Biography: Joseph Pasquale

Joe Pasquale is Professor Emeritus of Computer Science and Engineering at the University of California, San Diego, having served on the faculty for 38 years, from 1987 to 2025. His research interests are in operating systems, distributed systems and networks, focusing on performance and reliability of Internet-scale systems with highly decentralized control (e.g., cloud computing and peer-to-peer systems). His work has spanned topics in cloud computing, peer-to-peer systems, Internet/Web computing, I/O system software and network-based I/O, long-running replicated systems, extended client/server structures, mobile agents, packet scheduling for network quality of service (QoS), operating system/network support for multimedia (audio and video), TCP/IP performance, file system I/O performance, multicast routing, operating system kernel structure, and process scheduling. During 1991-94, Pasquale led a team of researchers to architect and build the Sequoia 2000 Network connecting five UC campuses, one of the first wide-area high-speed networks to effectively deliver real-time digital video and audio. He also led the CSE Department's UCSD ActiveWeb project in 1998-2005, one of the first NSF-funded projects investigating cloud computing architectures. He teaches courses primarily on operating systems, at both the undergraduate and graduate levels. He has taught freshman seminars on far-ranging topics such as gambling theory and the slide rule. For many years he also led an outreach program to interest high school students in computer science. One of his special passions has been leading a math and engineering-oriented study-abroad program in Rome that he designed for undergraduates.

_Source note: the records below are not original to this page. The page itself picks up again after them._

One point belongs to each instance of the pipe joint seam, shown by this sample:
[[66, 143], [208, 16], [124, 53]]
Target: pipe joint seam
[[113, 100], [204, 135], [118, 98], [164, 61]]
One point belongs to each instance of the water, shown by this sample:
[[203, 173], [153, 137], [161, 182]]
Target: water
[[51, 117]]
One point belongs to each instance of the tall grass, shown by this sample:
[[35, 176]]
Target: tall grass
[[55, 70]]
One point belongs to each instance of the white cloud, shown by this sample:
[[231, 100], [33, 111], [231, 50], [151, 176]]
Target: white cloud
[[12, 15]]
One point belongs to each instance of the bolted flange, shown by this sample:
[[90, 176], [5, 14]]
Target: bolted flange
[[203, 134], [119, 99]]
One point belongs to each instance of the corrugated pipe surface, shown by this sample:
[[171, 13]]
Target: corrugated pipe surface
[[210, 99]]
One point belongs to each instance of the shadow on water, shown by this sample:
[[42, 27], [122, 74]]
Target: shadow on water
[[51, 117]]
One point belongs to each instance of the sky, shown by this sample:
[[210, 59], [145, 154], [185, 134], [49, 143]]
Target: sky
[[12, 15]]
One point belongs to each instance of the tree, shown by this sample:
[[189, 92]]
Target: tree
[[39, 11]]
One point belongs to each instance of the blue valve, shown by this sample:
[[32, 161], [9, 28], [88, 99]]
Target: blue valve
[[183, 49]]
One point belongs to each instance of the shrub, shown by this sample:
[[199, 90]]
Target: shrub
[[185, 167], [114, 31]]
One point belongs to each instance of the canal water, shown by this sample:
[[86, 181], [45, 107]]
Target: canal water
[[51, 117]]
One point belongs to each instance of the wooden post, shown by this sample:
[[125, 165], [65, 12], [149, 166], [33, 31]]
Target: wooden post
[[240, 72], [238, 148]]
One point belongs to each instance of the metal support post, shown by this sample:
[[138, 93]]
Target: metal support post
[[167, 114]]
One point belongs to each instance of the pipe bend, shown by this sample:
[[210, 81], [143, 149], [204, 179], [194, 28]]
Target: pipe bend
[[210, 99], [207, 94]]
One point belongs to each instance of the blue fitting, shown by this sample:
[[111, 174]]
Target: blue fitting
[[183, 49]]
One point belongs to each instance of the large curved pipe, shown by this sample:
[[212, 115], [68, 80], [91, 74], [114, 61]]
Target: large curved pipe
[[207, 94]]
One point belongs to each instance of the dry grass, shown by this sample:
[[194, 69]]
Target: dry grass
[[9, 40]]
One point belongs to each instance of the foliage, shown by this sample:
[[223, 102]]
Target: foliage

Pasquale received his doctorate in computer science from the University of California, Berkeley in 1988 (with dissertation on fundamental problems of decentralized control in large-scale distributed systems) and bachelor's and master's degrees from MIT in 1982 (with MS dissertation on the design and implementation of computer-synthesized musical performance systems). He received numerous awards in both research, including the NSF Presidential Young Investigator PYI Award in 1989, and in teaching, including the UCSD Academic Senate Distinguished Teaching Award in 2003. He was a member of the IDA/DARPA Defense Science Study Group V during 1996-1997. He was the inaugural holder of the J. Robert Beyster Endowed Chair in Engineering, during 1996-2021.